[OFBiz] Dev - More on Infrastructure (JOTM/Minerva vs Geronimo, etc)
David E. Jones
jonesde at ofbiz.org
Mon Mar 6 02:52:40 CST 2006
I spent a few hours today researching Geronimo, mainly because it
seems to be the best candidate as an alternative to the current tools
we are using, which have some licensing issues (JOTM and Minerva).
With Minerva there is also a disadvantage that we are stuck
maintaining it. After a few bug fixes early on everything seems to be
okay with it, but the license clearance for use in the Apache-ized
OFBiz will be trickier.
Anyway, I could sum up research into Geronimo as a fresh bad taste in
my mouth. It's been over 2 years since we moved to our own container/
component infrastructure so that J2EE implementation modules would
run inside OFBiz instead of OFBiz running inside an app server. I was
really hoping that in that time the standards would improve. They
haven't. I was also hoping that at least in Geronimo we would find
that the always necessary proprietary extensions (because the core
standards are woefully inadequate) to be more convenient.
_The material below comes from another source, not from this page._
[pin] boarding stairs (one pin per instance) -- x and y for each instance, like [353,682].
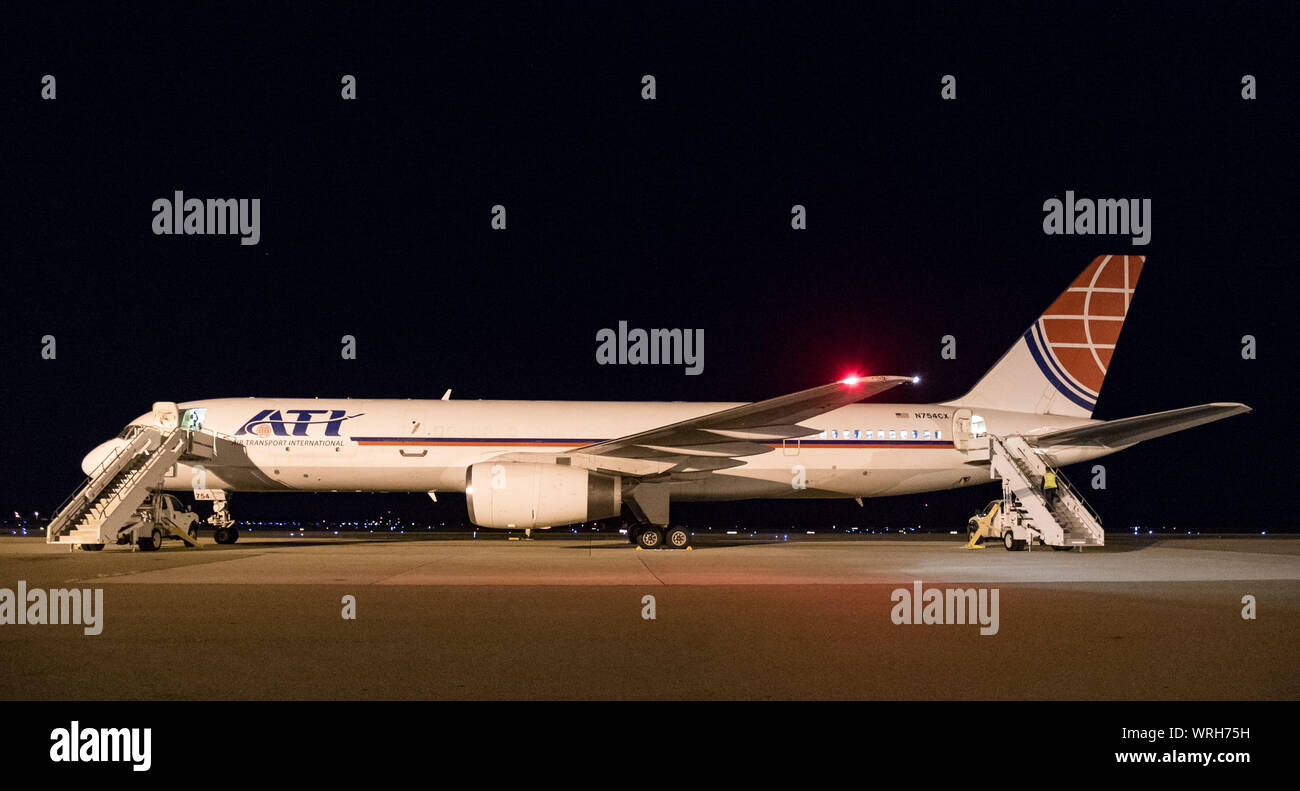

All we really want is to have an application that includes a set of
lower level tools, web applications, etc in a single package that is
easy to deploy, even for someone that is not technical nor familiar
with how the lower level tools are organized or built. That was the
main goal with the OFBiz component stuff, and it has been great to
work with for the last couple of years.
Back to Geronimo: using an EAR file (which can be deployed "exploded"
or in a directory instead of an EAR zip file) gets us pretty close,
and with the Geronimo proprietary extensions we can refer to general
jar files (don't seem to be able to do exploded directories of
classpath resources... would have to try that), but the problem is
they can't be inside the EAR... It's really frustrating that they
have gone with one of the things that I so didn't like about Tomcat
that it was one of the big reasons we used Jetty for a long time:
that you must copy the jar files into their directories instead of
referring to them where they live "naturally".
So, we could ship with Geronimo instead of the container stuff, but
we have various classpath issues to resolve. We could take all of the
third party libraries we use and put them under the geronimo/
repository directory using their directory organization conventions,
and then in the OFBiz build have it drop all jars it makes under the
geronimo/repository directory, and then refer to those in probably 2
EARs (one for framework, one for application that would depend on the
framework EAR).
There is some more unpleasantness... If we can't find a way to refer
to certain directories in their current locations but instead are
forced to put them in a jar file, we are going to lose some
convenient change and retry stuff we can do now, mainly with the
scripts on the classpath (all files in each component/script
directory, mostly simple-method XML files). This whole classpath
thing in an app server is messy enough that it would be nice to get
everything _off_ the classpath that we can. In other words, we'd move
to directories relative to a component home directory instead of on
the classpath. This would require a fair number of changes, like the
location of every single simple-method location in their service
definitions.
It would be really nice to have an easy way to deploy in other app
servers, but the standards bodies are not being overly helpful...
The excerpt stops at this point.